Serbia plans to halt production at the loss-making Smederevo steel mill next month and send most of its 5500 workforce home with reduced salaries until after the company's sale expected in September, a government official said on Monday.
The government last December bought back the loss-making plant from U. S. Steel for a nominal US$1 to avert closure.
"One furnace was idled by the U. S. Steel before it left, we will likely have to idle the second one in July and the management will also likely halt the roll mill to cut losses," a government official who asked not to be named told Reuters.
The Belgrade-based Vecernje Novosti daily also quoted Predrag Umicevic, the plant's chairman of the board as saying that the move is aimed at cutting losses amidst weak demand and that about 5000 workers will be sent home with wages cut to 60%.
Belgrade offered the plant for sale in April and said that Luxembourg-based United Pilsen SA, Ukraine's Donetsksteel Group and the Russian Ural Mining and Metalurgical Co were considering a bid.
The Serbian government has extended the deadline for bids twice, last time on 11 June, saying it was prompted to do so by the participants in the tender.
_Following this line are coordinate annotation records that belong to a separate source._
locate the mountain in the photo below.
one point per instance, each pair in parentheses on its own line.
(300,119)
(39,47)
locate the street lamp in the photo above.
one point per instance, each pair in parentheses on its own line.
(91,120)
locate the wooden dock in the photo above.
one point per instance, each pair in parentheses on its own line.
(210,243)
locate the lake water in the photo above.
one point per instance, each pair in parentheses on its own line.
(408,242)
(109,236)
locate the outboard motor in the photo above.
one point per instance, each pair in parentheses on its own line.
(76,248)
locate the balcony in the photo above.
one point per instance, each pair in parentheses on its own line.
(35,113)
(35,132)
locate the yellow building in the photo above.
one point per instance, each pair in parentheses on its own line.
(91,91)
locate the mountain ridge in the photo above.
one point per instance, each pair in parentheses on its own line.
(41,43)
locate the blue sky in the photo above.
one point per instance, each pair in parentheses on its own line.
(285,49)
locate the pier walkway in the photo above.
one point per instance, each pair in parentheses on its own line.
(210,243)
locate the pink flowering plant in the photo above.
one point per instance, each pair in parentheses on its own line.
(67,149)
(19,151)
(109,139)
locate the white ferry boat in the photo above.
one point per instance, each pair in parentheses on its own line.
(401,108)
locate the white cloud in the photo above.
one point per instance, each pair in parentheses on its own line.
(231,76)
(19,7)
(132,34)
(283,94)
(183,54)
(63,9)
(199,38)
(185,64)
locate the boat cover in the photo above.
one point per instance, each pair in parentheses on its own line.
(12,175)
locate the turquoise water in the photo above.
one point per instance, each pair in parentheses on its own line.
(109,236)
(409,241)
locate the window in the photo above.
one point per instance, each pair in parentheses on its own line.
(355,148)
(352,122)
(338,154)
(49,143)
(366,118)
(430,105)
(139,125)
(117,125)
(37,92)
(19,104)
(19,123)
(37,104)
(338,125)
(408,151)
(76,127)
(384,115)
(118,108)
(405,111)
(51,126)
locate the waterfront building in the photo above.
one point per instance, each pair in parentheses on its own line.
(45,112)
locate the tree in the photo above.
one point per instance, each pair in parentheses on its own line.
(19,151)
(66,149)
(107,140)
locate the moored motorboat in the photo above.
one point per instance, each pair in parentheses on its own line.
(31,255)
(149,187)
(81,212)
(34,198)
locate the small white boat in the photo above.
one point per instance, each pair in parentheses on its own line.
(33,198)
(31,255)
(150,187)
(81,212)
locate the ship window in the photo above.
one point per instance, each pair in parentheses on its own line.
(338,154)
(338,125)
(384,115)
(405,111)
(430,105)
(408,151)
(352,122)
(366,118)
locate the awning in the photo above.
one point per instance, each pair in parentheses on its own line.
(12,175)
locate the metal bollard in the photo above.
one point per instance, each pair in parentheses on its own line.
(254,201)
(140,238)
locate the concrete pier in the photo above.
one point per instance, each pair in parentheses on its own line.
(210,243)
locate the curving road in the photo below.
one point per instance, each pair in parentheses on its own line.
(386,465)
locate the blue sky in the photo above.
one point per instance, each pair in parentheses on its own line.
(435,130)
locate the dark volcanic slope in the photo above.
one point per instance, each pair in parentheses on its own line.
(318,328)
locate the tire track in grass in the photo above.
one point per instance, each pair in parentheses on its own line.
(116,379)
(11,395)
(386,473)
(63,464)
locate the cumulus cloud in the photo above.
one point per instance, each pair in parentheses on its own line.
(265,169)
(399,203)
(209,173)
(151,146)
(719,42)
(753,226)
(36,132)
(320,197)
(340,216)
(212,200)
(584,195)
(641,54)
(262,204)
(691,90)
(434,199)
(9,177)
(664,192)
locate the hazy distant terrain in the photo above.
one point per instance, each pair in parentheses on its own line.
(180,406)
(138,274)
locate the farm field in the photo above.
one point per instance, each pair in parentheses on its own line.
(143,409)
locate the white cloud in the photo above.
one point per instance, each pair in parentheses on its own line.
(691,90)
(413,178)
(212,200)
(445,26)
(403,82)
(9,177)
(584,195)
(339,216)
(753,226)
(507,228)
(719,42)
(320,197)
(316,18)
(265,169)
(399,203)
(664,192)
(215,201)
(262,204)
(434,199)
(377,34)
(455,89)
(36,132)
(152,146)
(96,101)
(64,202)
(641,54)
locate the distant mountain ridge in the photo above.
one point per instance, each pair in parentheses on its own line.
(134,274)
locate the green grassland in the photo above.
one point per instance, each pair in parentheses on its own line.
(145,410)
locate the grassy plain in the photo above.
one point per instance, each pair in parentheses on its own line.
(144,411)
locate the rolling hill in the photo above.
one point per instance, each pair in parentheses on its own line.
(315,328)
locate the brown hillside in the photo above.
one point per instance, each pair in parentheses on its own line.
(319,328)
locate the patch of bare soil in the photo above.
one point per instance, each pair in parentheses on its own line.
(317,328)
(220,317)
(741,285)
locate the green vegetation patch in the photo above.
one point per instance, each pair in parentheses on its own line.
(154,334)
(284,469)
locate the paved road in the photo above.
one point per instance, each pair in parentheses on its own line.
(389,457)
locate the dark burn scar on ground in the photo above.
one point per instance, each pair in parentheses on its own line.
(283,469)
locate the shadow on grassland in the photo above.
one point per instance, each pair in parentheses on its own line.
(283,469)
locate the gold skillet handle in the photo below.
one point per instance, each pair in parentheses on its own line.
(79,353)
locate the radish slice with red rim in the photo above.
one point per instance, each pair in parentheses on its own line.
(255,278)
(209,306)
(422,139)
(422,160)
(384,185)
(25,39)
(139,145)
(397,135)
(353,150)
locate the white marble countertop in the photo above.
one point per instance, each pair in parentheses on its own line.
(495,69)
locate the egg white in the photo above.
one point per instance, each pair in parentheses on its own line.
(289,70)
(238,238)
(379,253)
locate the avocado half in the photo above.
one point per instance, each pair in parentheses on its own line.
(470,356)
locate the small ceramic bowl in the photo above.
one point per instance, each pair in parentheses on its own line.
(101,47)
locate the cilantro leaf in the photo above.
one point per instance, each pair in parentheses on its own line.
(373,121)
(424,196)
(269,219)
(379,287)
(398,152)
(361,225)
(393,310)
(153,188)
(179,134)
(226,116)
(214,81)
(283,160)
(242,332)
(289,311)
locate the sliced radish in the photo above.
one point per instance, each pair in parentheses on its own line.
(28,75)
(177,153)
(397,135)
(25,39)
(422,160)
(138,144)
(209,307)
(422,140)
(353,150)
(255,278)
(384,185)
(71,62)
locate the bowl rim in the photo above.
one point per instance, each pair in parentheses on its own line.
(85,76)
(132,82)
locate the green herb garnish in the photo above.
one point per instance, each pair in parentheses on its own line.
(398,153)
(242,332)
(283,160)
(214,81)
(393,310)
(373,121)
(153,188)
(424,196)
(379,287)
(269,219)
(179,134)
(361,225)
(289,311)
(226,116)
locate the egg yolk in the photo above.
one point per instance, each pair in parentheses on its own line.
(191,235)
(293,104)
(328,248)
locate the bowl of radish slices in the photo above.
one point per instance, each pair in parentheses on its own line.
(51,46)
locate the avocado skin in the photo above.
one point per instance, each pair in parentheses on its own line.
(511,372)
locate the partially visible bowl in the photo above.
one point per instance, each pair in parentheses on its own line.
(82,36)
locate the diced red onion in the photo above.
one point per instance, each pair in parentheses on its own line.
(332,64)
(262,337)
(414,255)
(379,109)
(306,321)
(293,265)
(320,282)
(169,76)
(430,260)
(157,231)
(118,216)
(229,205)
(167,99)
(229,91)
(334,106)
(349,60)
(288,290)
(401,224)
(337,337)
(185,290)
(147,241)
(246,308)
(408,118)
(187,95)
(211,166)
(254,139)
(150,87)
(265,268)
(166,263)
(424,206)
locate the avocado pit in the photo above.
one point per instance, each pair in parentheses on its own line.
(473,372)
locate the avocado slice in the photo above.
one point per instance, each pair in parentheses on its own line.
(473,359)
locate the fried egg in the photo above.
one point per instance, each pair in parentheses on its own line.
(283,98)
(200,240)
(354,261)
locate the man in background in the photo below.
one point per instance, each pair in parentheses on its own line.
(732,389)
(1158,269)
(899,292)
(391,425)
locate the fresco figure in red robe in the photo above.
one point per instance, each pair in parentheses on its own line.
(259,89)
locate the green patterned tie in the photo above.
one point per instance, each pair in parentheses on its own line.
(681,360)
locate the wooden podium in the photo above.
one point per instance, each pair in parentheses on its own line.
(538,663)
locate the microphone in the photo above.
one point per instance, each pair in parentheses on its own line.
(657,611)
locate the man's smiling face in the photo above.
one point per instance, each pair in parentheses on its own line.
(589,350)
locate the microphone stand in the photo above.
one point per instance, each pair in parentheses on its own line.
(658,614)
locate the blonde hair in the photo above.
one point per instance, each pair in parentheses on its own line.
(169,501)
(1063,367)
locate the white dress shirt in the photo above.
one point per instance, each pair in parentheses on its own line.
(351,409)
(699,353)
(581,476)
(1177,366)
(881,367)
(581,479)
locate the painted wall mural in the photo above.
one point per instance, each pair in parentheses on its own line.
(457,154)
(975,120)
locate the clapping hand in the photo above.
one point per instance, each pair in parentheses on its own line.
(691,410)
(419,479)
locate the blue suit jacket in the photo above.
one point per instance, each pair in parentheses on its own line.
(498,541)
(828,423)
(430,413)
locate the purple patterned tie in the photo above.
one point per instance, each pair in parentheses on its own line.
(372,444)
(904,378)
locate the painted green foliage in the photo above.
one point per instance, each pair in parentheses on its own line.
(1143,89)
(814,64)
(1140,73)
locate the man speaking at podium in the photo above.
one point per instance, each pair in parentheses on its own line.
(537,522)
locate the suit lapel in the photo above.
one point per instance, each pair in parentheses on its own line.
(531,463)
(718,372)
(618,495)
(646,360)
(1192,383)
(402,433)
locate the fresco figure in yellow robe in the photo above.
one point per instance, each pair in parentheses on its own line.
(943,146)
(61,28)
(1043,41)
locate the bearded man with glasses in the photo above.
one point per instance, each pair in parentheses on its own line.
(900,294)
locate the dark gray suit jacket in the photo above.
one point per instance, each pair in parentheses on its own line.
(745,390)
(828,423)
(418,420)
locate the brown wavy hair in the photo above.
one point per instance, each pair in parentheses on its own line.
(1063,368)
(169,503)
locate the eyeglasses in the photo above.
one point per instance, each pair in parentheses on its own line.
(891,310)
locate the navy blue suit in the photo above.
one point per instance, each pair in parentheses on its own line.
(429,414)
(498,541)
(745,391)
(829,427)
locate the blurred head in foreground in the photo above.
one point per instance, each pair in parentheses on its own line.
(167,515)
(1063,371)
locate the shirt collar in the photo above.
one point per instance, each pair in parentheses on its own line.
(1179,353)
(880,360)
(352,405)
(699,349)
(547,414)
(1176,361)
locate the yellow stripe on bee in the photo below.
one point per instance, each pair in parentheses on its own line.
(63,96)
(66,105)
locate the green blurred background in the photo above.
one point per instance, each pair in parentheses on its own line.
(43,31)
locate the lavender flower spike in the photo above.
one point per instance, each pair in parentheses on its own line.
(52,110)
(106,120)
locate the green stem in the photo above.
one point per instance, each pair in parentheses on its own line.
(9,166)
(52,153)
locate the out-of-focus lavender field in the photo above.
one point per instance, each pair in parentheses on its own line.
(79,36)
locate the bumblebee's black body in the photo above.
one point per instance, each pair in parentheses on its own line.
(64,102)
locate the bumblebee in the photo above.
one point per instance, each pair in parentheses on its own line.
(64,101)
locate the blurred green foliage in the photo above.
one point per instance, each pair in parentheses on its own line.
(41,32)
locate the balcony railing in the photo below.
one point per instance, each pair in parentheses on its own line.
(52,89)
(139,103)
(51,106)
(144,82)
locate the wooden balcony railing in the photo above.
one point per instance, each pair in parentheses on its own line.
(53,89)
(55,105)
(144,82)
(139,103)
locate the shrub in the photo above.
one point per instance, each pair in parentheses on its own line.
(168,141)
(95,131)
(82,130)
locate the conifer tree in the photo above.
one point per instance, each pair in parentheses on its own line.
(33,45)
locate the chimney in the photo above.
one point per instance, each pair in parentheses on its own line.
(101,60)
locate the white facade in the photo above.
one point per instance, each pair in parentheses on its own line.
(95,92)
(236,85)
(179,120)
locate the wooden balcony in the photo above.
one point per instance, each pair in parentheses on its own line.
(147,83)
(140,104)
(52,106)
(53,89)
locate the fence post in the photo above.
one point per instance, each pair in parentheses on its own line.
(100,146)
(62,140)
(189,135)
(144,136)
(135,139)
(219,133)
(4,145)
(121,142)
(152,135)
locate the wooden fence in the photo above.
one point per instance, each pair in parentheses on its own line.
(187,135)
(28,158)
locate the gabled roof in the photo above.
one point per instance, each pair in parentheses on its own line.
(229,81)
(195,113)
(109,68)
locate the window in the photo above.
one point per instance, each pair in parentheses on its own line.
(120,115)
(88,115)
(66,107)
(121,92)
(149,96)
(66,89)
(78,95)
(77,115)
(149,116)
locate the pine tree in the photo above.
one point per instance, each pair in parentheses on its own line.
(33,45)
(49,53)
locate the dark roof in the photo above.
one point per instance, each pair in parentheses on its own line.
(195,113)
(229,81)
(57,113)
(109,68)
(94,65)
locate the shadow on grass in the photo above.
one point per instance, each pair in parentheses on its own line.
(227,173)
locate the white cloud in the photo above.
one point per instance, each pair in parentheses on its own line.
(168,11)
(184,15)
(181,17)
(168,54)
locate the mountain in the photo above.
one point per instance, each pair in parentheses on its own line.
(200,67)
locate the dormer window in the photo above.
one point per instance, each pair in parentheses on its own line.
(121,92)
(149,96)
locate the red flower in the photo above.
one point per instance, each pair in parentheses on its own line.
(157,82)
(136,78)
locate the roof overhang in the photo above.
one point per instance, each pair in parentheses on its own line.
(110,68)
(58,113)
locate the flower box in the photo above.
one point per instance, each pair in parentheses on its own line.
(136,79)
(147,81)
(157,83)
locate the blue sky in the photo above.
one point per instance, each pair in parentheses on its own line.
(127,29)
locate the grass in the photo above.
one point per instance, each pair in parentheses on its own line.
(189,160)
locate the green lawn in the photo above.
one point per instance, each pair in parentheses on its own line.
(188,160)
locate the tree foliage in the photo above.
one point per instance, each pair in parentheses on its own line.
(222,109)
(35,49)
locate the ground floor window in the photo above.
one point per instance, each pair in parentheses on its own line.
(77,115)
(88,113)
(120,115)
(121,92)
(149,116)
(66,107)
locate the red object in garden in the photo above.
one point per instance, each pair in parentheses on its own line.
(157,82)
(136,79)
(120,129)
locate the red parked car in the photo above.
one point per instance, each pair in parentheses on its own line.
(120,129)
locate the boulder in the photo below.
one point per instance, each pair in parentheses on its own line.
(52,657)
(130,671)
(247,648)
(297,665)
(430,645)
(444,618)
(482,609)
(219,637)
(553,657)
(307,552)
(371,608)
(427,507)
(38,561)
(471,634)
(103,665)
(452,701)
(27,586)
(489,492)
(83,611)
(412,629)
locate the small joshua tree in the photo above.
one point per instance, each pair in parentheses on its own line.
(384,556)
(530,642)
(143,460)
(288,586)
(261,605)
It set a new deadline for 10 September.
The government official said that the Smederevo steel mill may not be restarted until the potential sale to a strategic partner in September.
U.S. Steel bought the then-bankrupt Smederevo's Sartid steel mill in 2003 for US$33 million, decided to leave the Balkan country as the plant has been running well below annual capacity of 2.4 million tonnes for five years.
The sale of the Smederevo steel mill would ease pressure on Serbia's budget after the International Monetary Fund froze a €1 billion (US$1.25 billion) standby deal with the European Union candidate country in February over its inflated spending and public debt.
But the failure to sell the mill would put an additional burden on the new Serbian government that should be formed following inconclusive parliamentary vote in May.
Former President Boris Tadic's pro-Western Democrats and the Socialists, led by outgoing interior minister Ivica Dacic, failed again last week to agree on a renewed coalition that will have to fight economic downturn and unemployment of more than 24%.